We are delighted at the practical and helpful contributions from members of the community in helping to understand or correct outliers in the data set we are using. This is exactly what we hoped would happen at the start of the project and it has not started to gain momentum. I list some of them below to acknoledge the help. It is also highlighting the need for better tools for such collaborative projects – a blog is a poor mechanism but wikis also have their failings.
To reiterate:
- Nick has been through the dataset by hand and identified all data sets with potential misassignments or other anomalies. This has been done by comparing agreements within each set. A data set is likely to have been flagged if (a) it has a single widely outlying shift (b) two peaks (a, b) have coordinates yb, xa (as we have shown) giving an “X”-like pattern (c) has a large general scatter considerably greater than the average.
- Nick will post the major outliers based on RMSD. I don’t know how many there will be but I expect about 50 (hence the “20%”). These will be clickable – i.e. anyone with an SVG browser can imemdiately find our which peak is linked to which atom.
- After, and only after, these have been cleaned or accepted we will try to see if there are systematic effects in the data – either the variance or the precision. We could expect that data from various sources could provide much of the variation, or the date, or the field strength, or the temperature, or the solvent. Unfortunately we do not have all the metadata as it isn’t present in the CMLSpect files.
- Finally we may be able to comment on Henry’s method.

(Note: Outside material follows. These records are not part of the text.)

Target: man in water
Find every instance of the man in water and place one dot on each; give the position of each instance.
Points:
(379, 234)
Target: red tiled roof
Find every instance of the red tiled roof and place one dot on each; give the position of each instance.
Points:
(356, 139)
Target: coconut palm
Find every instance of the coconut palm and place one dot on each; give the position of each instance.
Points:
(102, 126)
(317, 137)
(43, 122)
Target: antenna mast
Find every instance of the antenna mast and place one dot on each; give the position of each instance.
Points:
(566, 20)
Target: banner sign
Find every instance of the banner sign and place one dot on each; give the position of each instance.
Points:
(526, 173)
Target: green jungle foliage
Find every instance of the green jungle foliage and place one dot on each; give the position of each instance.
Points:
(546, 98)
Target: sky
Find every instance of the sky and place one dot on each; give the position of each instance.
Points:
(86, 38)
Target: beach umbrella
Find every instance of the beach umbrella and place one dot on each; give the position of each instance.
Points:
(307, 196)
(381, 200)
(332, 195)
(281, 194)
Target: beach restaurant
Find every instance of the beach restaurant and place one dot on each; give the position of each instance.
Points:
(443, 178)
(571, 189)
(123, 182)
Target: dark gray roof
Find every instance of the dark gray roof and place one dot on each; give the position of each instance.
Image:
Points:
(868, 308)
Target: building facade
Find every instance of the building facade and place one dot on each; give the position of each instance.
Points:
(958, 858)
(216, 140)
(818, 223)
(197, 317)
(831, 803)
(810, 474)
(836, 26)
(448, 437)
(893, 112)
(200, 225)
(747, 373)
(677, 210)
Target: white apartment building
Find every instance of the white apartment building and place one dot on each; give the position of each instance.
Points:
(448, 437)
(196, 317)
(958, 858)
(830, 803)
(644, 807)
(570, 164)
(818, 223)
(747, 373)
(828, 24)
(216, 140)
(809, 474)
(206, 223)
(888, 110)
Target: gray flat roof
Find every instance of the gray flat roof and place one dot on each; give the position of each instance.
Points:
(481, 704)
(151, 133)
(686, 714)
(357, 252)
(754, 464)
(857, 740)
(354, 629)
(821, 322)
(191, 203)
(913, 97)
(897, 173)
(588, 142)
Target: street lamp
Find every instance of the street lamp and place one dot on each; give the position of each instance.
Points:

It is possible that certain functional groups have problems (Nick has some suspicions) but at present these are overwhelmed by variance from other sources in the experiment or its capture
So here are examples of useful comments. (I am not sure why Pachyclavulide-A is relevant – I can’t find it by name search in NMRShiftDB – but the effort is appreciated. However we are primarily looking for comments on the outliers we have identified.)
October 26th, 2007 at 1:15 am eThe first one is another misassignment. Look up the structure in the NMRShiftDB and you will see one correctly assigned and one misassigned spectrums. This kind of issues should be filed as ‘data’ bug report at:
http://sourceforge.net/tracker/?atid=560728&group_id=20485&func=browse
I’m will do this one.
October 26th, 2007 at 1:17 am eFiled as:
http://sourceforge.net/tracker/index.php?func=detail&aid=1820353&group_id=20485&atid=560728
October 26th, 2007 at 8:48 am eAnother error: Pachyclavulide-A (should be C26 instead C27), MW=510
Found automatically by the following procedure within CSEARCH:
Search all unassigned methylgroups located at a ring junction. The methylgroup must be connected either with an up or down bond. As an additional condition, it can be specified if only “Q’s” are missing or if the multiplicity of missing lines can be ignored. I think a quite sophisticated check which goes into deep details of possible error sources. […]
October 27th, 2007 at 12:02 pm eMisassignments NMRShiftDB (10008656-2) removed.
October 27th, 2007 at 5:28 pm eMisassignments NMRShiftDB (10006416-2) removed. 45.0 and 34.4 reversed.